Cloud services, capability, and computing have eliminated the perimeter mindset. People distributed across the world are able to access the services from anywhere thanks to cloud computing. With this greater access to resources, there is an even greater need for cybersecurity.

In addition to the cyber-world’s shift to distributed mindset, remote work became increasingly more common with cloud computing resources increasing, but especially after the start of the Covid-19 pandemic – pushing a huge portion of workforces to work from home and introducing a whole new slew of cyber-risks. More workspaces have adapted fully remote or partially remote work schedules and your security posture needs to adapt as well.

The effects of data theft can impact not only personal data and the terrible personal consequences that follow, but large businesses and landmarks, a recent example being the Colonial Pipeline. The oil pipeline system that stretches from Texas to New York is responsible for carrying gasoline and jet fuel to the southeastern portion of the United States, and it uses computerized equipment to help manage it.
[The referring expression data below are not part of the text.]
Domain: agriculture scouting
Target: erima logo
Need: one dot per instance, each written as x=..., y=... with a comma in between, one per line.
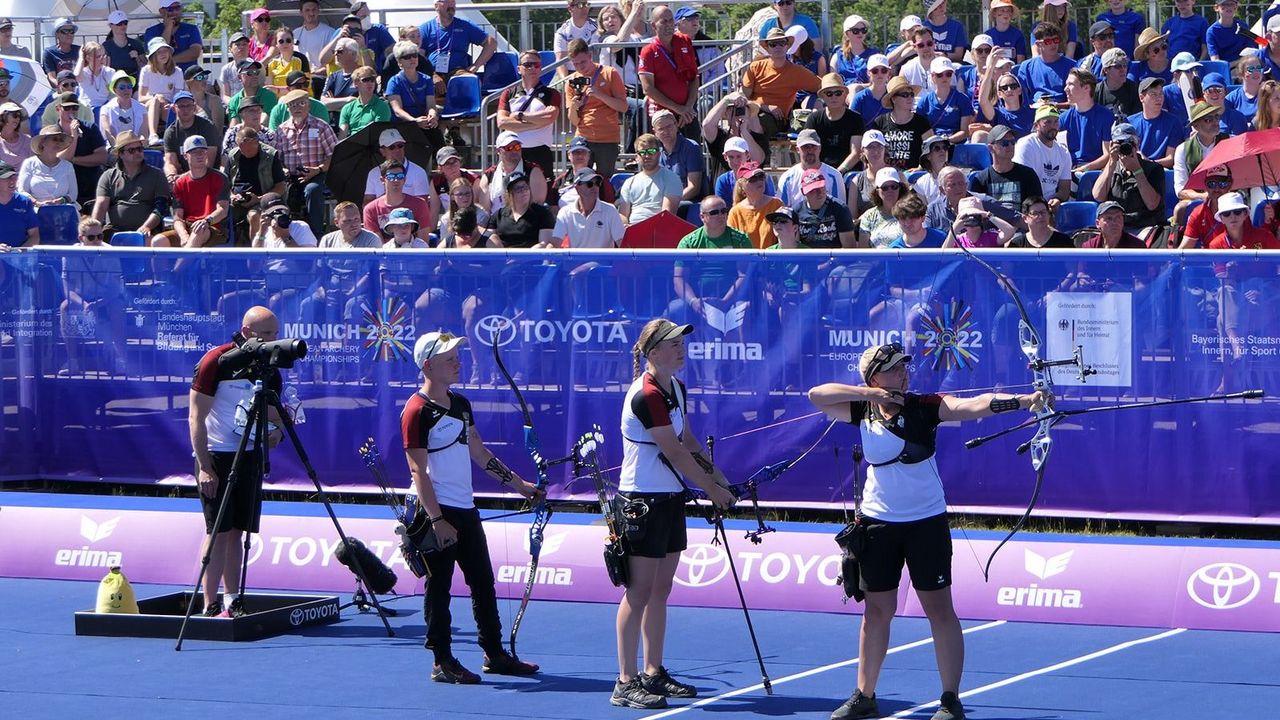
x=1046, y=568
x=94, y=532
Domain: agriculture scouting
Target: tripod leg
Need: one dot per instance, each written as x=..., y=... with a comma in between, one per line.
x=287, y=422
x=256, y=414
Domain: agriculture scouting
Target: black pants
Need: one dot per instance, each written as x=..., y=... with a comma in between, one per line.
x=470, y=554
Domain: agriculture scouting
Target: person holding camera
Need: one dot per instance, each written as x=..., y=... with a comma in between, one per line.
x=1134, y=182
x=595, y=99
x=220, y=396
x=255, y=172
x=306, y=146
x=440, y=443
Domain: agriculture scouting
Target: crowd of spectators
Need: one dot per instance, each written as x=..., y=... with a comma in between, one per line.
x=856, y=145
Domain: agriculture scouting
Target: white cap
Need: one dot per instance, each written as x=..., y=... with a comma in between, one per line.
x=1228, y=203
x=941, y=64
x=854, y=21
x=886, y=174
x=434, y=343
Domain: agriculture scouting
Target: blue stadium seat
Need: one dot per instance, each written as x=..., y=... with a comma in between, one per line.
x=59, y=224
x=617, y=180
x=1074, y=215
x=1216, y=67
x=1084, y=190
x=548, y=58
x=972, y=155
x=462, y=98
x=499, y=72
The ransomware attack hindered operations so much to the point that the President of the United States declared a state of emergency. The company ended up paying millions in ransom.

With computers making up so much of our daily social and business functions, cybersecurity must be at the forefront of our minds. Cybersecurity starts with you.

Sayegh urges anyone utilizing a computer or IT environment to be alert and aware to potential threats. Many times, cyber criminals express urgency in getting personal details from you, but Sayegh expresses the importance of always double checking sources, and never being too quick to give out information.
“Trust your instincts,” Sayegh said. “Anything that smells fishy [or is] too good to be true, don’t do it.”